Me voilà devant une page blanche, un écran blanc à vrai dire. Les touches du clavier affichent chaque lettre d’un nouveau scénario dans ma vie de blogueur. J’en ai mis du texte sur la Toile, ces dernières années. Je ne volerai pas en solo cette fois-ci. Comment tenir un blog sur un site comme celui-ci ? Ma vie professionnelle a commencé comme journaliste en 1996. Je me suis ensuite tourné vers autre chose. Mon style a beaucoup évolué et la maîtrise est différente. La dimension personnelle et le vécu sont devenus des atouts. Des idées plein la tête, je me suis penché sur tout ce que je pouvais écrire mais j’ai été stoppé dans mon élan ! Par qui ? Par quoi ?

Tout simplement par le qu’en-dira-t-on. Le sous-entendu qu’il faut saisir est que le Mauricien qui est en moi est toujours très présent. Je suis un expatrié profondément attaché à ma terre. La distance exacerbe les sentiments et le rattachement. Comme pour tout bon Mauricien, aucun étranger n’a le droit de dire du mal de mon pays ni de mon peuple. Ceci dit, j’ai deux expériences de vie. Une en Europe, et une à Maurice. Ces deux expériences sont radicalement différentes et composées de deux cultures diamétralement opposées. Cette question de culture est quelque chose de difficile à gérer quand on commence à s’exprimer publiquement, chose que je fais en ce moment même.

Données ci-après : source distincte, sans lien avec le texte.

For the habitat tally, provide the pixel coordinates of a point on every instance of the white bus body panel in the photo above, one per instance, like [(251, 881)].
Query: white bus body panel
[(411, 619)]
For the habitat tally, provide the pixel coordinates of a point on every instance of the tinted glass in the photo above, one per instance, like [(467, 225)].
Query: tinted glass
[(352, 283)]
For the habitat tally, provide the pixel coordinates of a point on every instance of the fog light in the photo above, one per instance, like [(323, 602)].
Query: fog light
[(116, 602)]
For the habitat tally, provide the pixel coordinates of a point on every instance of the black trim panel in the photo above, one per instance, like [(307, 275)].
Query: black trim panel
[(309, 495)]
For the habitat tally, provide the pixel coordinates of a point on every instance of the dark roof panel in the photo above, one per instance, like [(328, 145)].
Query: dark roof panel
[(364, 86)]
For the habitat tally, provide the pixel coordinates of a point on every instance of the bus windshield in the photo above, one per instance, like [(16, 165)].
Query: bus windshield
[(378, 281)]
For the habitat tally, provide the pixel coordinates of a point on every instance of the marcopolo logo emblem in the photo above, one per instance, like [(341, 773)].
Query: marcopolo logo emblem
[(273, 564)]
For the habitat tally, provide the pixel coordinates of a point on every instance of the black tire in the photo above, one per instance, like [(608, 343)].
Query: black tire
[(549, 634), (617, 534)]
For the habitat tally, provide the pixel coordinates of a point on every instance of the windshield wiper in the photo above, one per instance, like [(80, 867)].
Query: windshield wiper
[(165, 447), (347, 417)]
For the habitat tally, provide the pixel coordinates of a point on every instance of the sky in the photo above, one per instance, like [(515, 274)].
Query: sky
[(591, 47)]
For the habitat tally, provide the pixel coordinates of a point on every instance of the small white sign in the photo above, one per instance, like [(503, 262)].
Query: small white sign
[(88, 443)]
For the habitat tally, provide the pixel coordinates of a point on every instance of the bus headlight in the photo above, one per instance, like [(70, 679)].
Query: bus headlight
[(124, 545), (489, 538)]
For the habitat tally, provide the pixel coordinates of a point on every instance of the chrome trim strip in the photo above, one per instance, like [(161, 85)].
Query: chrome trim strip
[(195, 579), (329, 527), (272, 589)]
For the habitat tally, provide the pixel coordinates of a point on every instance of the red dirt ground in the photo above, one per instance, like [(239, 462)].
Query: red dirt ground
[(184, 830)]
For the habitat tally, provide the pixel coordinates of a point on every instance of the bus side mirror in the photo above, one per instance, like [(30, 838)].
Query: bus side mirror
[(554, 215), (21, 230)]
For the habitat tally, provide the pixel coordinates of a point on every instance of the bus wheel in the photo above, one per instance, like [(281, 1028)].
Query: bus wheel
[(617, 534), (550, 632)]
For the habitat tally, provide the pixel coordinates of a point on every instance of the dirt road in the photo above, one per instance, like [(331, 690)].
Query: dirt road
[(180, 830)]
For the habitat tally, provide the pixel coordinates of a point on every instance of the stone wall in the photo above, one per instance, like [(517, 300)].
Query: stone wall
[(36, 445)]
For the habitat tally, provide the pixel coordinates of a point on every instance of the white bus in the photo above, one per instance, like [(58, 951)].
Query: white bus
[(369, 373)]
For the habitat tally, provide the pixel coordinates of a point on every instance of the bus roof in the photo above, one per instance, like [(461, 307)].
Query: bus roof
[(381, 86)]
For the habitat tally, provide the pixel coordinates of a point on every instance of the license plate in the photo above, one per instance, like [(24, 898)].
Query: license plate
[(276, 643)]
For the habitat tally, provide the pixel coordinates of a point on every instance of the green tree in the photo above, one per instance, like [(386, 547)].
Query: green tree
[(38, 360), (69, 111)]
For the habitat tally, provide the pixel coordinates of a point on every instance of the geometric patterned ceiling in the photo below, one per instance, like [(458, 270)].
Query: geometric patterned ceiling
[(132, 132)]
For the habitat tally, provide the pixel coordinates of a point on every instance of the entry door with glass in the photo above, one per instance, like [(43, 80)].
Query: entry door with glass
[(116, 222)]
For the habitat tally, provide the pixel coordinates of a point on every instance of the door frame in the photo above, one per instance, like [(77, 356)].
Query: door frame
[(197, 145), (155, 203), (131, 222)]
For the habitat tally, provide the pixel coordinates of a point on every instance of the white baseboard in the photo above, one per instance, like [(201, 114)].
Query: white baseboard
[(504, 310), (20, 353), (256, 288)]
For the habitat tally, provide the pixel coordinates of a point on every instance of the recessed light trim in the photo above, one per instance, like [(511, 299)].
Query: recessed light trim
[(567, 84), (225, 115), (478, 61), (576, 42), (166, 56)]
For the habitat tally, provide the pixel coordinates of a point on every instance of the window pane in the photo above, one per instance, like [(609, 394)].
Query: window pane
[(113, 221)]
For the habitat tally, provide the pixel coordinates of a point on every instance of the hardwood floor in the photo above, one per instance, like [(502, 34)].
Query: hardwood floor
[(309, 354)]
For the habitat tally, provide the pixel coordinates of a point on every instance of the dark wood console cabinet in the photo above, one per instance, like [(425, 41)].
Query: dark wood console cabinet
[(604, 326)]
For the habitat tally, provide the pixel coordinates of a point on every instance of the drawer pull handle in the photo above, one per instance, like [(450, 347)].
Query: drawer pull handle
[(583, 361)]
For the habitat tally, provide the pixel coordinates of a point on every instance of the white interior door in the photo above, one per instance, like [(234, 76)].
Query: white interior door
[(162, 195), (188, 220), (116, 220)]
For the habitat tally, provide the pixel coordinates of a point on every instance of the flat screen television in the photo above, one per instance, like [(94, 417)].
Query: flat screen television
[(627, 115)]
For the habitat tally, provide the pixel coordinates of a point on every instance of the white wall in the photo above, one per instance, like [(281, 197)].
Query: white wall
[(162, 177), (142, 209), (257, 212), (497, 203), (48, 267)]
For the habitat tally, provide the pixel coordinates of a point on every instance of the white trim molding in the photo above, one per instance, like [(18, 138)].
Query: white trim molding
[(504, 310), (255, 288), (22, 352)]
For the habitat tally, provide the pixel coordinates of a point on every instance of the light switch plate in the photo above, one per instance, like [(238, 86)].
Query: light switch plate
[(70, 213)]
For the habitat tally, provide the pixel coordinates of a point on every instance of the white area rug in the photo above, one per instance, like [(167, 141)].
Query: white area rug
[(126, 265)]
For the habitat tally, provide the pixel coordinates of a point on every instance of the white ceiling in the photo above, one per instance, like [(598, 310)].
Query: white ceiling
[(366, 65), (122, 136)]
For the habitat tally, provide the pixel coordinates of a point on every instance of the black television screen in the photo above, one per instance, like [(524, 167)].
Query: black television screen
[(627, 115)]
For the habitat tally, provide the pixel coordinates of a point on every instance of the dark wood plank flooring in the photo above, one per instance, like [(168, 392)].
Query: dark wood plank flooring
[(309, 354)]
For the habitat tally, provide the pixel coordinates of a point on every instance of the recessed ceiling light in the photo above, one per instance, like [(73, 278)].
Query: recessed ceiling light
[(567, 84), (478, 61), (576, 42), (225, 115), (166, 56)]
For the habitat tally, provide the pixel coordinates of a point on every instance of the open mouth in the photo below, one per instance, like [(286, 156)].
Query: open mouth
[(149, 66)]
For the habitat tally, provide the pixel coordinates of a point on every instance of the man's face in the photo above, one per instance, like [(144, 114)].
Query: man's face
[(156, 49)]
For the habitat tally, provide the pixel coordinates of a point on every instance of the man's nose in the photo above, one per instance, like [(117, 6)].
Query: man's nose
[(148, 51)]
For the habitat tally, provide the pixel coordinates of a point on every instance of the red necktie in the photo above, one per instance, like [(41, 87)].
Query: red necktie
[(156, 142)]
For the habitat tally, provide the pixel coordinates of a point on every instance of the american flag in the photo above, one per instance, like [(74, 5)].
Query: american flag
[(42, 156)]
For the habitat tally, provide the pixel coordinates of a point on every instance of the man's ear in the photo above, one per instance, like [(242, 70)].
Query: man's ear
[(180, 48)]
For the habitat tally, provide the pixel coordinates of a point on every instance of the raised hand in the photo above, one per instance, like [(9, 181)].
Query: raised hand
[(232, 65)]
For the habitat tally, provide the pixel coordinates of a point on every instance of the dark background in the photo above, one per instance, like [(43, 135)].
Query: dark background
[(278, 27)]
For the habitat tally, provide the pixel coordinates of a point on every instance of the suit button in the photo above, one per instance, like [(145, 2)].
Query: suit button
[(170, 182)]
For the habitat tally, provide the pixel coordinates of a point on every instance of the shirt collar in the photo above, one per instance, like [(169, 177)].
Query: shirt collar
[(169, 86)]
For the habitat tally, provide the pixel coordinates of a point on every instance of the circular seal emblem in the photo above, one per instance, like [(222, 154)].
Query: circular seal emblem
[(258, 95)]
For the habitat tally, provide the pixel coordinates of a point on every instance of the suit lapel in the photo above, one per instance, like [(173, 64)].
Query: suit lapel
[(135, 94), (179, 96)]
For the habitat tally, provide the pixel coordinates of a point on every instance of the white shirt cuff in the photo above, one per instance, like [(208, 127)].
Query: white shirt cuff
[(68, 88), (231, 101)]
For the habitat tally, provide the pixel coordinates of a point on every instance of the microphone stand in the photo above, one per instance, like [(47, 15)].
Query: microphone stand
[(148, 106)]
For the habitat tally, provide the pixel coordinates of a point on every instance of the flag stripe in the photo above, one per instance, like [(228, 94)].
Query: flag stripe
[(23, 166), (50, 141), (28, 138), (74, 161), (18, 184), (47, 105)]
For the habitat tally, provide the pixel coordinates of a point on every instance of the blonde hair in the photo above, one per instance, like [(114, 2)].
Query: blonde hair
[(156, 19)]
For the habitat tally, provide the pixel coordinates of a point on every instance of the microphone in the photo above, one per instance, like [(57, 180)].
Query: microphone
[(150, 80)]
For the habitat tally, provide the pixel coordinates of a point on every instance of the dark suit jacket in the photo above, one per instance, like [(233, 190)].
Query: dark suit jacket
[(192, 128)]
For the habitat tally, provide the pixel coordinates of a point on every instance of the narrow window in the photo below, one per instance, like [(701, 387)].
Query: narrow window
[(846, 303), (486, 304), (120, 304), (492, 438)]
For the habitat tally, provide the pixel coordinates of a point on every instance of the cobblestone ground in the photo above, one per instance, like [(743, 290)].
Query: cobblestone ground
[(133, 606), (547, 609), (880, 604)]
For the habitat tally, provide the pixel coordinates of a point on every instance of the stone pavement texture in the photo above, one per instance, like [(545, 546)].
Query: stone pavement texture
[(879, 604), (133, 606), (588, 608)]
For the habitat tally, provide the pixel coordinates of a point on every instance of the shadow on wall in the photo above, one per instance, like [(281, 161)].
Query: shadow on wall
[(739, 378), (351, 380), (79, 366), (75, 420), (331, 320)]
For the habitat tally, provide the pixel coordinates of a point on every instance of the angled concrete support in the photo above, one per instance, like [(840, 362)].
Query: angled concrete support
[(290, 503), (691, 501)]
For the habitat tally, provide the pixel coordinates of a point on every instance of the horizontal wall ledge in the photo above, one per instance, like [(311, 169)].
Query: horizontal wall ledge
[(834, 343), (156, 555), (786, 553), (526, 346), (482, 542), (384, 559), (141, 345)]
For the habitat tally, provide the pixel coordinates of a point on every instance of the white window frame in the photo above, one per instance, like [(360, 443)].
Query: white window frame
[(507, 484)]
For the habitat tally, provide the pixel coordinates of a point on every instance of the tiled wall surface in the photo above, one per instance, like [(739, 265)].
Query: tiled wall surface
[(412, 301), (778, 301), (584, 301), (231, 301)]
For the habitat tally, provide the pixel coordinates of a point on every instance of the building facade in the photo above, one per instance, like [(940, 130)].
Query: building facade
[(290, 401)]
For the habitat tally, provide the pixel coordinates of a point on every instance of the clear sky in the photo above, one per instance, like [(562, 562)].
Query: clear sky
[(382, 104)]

Consommateur et acteur de médias en ligne, je suis au fait du profond changement qu’a apporté Internet dans la vie des médias. La « communauté » est devenue un élément déterminant dans la popularité des sites. Cette « communauté » est basée sur le partage et la critique, constructive dans l’absolu, négative et gratuite dans beaucoup de cas. Elle a même droit de vie ou de mort. On peut donc aimer comme haïr la « communauté ». J’ai lu un bon nombre de commentaires de Mauriciens face aux paroles d’expatriés. Le thème général est : « Cette personne a quitté le pays depuis trop longtemps et est déconnectée de la réalité du pays, elle ne comprend plus comment fonctionne la société et a une vision d’étranger. » Et c’est là la source de mon inquiétude.

J’ai déjà fait face à beaucoup de critiques sur la Toile, des attaques gratuites, des insultes, des mails me promettant maintes douleurs physiques même. Il faut faire preuve d’ouverture d’esprit et de « positivité » pour désamorcer les conflits qui peuvent prendre une ampleur incontrôlable en ligne. Ma première crainte s’est manifestée en ces termes : quelle sera la réaction des personnes quand je dirai quelque chose de négatif sur mon pays ? Je défends ma chapelle, l’île Maurice, mais je suis aussi conscient de ses problèmes, de ses lacunes, de ses difficultés et de la particularité de sa manière de penser. Dire quelque chose de négatif en tant qu’expatrié me met dans la position de « l’étranger » à qui j’interdis de dire du mal de mon pays.

Serai-je donc lynché sur la place publique du Web et des réseaux sociaux pour avoir osé dire certaines choses que je vois différemment après avoir vécu d’autres expériences ailleurs ? Soit. Ce sera le fardeau à porter dans ce nouveau rôle. Cela me renvoie à mes années de collège quand j’étudiais L’étranger d’Albert Camus pour le HSC. L’ironie du sort dans toute sa splendeur.

Bienvenue dans notre nouvelle aventure.

 

Sachin Brojmohun

 

 

Professionnel du Web, je suis aussi blogueur et passionné de musique. Les cheminements de la vie m’ont amené à vivre en Europe mais je conserve un lien fort avec ma terre natale, l’île Maurice. Ce que vous lirez de moi sur ce blog sont des réflexions sur le fait d’être Mauricien ailleurs qu’à Maurice.